The Federal Opposition’s bill to dissolve the NBN was submitted in the Senate on Thursday and is expected later in the week.
Senator Parry said the Federal Opposition had submitted its Bill to dissolve NBN Co, but it was not immediately clear whether the Government would follow through.
“It’s our intention to introduce the bill into the Senate today, but we have no date at this stage,” he said.
The bill would “impose an immediate dissolution of NBN Co and require NBN Co to be dissolved as part of the process”, he said, while also “asking the Federal Court to intervene to remove the Federal Director of the National Broadband Network and the Federal Chief Executive Officer of NBN.”

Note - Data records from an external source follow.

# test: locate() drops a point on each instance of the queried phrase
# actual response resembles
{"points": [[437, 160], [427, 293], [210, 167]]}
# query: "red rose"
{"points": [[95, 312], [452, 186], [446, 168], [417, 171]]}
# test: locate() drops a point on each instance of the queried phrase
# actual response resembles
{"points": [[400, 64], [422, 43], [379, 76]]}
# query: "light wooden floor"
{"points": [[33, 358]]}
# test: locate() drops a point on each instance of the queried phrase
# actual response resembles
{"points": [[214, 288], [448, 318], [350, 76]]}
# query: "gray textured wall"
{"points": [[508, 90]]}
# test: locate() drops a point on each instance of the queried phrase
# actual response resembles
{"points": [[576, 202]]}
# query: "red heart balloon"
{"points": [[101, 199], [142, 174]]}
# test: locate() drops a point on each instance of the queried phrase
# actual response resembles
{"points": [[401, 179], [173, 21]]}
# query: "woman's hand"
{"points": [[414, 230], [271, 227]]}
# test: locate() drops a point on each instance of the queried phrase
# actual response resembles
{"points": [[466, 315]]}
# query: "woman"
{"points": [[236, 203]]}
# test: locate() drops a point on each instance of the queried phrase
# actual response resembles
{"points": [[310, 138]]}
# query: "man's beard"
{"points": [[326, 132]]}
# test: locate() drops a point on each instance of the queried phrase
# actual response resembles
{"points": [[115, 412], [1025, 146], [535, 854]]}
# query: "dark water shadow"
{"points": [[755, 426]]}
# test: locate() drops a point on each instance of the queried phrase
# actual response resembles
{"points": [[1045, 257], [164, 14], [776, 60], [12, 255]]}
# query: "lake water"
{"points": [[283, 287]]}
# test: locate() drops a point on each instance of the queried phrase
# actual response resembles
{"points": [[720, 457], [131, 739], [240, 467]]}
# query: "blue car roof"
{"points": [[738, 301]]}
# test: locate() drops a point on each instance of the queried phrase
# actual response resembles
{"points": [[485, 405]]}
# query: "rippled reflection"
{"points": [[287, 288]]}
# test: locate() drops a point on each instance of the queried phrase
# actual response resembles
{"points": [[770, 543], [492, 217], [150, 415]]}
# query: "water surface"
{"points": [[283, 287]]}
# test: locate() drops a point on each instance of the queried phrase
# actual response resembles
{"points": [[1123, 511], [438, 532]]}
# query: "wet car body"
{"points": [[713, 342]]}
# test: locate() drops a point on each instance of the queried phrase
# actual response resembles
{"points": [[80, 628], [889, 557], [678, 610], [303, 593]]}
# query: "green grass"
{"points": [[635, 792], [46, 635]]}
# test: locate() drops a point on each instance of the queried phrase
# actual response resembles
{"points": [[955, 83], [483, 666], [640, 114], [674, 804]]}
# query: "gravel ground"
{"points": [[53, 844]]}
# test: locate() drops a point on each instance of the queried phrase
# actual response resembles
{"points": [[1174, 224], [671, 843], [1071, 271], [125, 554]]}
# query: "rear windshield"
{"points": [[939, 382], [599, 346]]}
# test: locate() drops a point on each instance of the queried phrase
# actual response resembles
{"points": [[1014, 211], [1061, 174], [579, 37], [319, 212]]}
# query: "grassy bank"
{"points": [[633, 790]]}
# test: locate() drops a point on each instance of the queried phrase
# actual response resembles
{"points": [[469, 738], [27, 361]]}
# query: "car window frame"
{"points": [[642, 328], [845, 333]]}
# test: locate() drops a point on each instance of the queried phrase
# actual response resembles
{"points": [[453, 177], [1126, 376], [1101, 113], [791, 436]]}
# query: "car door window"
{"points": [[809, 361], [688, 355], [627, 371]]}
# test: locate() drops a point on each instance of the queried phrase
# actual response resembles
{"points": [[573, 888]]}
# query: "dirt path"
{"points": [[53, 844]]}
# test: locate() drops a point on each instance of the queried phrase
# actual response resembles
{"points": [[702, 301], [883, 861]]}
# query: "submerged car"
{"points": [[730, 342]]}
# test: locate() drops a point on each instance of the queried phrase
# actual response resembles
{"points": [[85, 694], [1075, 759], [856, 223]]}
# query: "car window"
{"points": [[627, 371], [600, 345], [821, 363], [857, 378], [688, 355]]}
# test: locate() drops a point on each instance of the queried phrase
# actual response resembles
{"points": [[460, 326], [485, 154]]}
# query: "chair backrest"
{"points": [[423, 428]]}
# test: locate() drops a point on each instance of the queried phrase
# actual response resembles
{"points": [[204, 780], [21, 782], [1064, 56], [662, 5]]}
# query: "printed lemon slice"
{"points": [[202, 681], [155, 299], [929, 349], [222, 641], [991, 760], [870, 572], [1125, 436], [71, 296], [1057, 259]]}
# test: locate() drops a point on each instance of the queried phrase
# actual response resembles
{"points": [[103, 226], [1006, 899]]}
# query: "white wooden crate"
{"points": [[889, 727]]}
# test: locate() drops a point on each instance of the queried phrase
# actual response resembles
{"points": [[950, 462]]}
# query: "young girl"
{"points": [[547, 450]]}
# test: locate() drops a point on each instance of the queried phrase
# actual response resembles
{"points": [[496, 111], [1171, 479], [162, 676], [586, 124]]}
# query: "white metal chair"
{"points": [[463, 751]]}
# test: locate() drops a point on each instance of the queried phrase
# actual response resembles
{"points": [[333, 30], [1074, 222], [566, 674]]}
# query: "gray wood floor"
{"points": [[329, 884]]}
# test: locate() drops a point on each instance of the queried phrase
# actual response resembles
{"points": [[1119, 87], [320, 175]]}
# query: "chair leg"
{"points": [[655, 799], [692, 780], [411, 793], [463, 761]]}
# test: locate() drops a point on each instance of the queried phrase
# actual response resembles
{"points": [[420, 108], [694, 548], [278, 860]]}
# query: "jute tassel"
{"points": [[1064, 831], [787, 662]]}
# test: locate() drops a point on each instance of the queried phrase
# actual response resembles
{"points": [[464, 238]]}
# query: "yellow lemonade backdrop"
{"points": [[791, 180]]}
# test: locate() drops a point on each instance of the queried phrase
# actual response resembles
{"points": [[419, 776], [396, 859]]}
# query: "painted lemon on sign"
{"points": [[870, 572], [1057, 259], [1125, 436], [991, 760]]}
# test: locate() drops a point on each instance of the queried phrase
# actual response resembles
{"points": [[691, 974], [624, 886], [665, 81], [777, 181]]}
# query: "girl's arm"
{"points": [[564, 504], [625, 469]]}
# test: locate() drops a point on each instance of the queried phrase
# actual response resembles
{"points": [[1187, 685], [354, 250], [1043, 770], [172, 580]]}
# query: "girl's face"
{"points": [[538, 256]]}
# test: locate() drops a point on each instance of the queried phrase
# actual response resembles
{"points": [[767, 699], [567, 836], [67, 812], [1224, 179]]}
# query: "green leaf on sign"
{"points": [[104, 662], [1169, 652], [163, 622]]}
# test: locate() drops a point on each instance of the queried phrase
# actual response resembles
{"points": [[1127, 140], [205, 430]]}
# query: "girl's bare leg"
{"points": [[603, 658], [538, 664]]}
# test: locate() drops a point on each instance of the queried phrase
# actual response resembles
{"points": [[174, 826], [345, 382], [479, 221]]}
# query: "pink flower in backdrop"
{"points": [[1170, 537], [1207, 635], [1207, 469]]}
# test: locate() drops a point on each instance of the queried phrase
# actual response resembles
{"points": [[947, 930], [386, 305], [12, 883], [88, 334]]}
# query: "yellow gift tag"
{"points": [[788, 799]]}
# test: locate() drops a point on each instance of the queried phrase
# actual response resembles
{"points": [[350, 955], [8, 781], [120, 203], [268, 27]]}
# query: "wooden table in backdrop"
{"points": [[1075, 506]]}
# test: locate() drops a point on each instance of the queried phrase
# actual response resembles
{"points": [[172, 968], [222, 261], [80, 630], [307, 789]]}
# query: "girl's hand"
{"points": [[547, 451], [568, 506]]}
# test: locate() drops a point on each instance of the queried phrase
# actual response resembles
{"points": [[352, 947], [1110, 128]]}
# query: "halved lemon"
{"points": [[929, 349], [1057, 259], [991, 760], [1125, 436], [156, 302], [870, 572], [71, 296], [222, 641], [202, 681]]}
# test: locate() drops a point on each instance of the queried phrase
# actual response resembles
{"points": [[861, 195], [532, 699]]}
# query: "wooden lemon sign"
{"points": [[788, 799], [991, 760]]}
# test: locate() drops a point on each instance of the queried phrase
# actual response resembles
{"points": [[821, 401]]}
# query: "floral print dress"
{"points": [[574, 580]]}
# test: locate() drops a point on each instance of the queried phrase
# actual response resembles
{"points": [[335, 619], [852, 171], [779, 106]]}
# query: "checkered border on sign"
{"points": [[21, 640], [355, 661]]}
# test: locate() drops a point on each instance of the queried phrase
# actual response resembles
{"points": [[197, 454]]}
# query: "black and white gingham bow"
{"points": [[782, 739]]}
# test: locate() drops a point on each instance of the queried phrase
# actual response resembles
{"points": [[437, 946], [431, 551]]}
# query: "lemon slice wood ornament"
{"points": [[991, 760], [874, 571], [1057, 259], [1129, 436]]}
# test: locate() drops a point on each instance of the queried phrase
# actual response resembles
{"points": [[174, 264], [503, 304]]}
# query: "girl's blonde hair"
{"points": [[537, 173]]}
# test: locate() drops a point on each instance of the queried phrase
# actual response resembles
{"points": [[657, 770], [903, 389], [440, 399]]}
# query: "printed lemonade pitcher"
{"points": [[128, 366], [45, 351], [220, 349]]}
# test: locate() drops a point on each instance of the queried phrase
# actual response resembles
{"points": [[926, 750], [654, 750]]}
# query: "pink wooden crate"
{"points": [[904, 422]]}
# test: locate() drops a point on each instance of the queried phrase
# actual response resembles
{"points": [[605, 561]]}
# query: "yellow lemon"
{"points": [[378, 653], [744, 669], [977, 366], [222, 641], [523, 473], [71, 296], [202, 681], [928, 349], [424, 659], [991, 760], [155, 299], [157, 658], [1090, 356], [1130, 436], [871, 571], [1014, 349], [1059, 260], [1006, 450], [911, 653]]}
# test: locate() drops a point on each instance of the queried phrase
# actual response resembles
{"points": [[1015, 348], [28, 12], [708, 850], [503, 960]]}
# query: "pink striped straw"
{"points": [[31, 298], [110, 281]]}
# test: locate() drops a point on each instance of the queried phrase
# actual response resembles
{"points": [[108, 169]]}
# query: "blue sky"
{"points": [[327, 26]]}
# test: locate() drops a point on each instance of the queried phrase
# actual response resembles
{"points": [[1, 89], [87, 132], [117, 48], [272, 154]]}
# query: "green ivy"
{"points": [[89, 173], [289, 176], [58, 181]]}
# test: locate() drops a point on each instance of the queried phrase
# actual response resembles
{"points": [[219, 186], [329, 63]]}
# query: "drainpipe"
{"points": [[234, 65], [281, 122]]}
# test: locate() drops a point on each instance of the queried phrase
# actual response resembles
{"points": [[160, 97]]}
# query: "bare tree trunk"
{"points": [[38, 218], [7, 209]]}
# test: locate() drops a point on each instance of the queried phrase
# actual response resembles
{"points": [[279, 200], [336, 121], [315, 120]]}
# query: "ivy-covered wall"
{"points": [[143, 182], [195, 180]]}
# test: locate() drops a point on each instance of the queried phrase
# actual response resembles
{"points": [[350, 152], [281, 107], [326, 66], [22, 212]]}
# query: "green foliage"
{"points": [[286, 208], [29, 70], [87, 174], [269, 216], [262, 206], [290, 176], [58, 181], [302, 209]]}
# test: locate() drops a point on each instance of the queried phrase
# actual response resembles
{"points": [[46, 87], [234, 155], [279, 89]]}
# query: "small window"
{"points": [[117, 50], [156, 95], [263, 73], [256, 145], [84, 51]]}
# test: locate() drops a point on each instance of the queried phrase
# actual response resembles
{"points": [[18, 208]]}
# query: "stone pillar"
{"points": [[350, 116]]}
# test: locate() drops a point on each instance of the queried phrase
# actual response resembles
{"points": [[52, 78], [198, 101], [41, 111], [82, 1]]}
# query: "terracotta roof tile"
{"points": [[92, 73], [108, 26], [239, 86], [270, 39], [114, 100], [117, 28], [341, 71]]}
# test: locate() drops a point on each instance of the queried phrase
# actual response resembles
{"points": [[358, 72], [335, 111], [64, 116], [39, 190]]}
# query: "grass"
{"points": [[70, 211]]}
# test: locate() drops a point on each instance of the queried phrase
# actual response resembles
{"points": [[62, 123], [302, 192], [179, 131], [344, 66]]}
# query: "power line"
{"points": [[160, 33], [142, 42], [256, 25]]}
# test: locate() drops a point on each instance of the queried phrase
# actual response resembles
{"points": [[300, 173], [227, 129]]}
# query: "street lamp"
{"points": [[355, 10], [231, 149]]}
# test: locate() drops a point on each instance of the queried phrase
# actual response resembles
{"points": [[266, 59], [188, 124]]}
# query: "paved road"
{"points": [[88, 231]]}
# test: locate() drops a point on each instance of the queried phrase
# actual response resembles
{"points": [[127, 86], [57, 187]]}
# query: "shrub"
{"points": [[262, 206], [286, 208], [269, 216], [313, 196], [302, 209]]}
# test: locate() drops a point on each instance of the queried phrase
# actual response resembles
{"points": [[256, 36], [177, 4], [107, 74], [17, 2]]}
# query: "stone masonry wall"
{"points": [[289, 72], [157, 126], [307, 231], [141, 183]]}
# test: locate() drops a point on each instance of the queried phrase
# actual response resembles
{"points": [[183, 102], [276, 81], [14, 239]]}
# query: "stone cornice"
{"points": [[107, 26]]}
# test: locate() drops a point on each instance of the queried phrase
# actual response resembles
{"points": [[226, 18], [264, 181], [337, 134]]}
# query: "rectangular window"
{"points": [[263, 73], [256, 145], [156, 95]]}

The bill was tabled in the upper house of Parliament in late January.
It was then delayed after an urgent petition was filed to the Federal Circuit Court, asking the court to “impeach” the Federal Cabinet.
The Federal Court later rejected the Government’s petition, but the Federal Parliamentary Joint Committee on Telecommunications argued that the government “must dissolve the National Telecommunications and Information Commission” because of “the seriousness of the matter”.
“The NBN Co is a wholly-owned subsidiary of NBNCo and is wholly owned by NBN Co,” the committee said in its statement.
It also noted that the National Electricity Market Operator (NEAO) is not a subsidiary of the Government and the Government does not have a “subordinate” to the NEAO.
The committee’s decision was made public on Friday, and the bill was returned to the Parliament later in February.
The Government is expected in Parliament on April 10 to introduce its Bill on the NBN.
The NBN Co has struggled with cost overruns in recent years, and was forced to pay back $1.2 billion of debt to investors after it fell behind schedule in the rollout of the network.
NBN Co chief executive Ziggy Switkowski has said that he is committed to getting the NBN to 50 per cent of the population by 2025, which is an ambitious target.
The company has also faced criticism for the rollout delays.
However, the NBN has been praised for the performance of the rollout and has made a number of key improvements to its service.
The National Broadhead Network (NBN) is an Australian network designed to connect all Australians to a common internet connection.
The system, which was rolled out to nearly half of the nation’s premises in December last year, has been criticised for its high costs, high latency and slow speeds.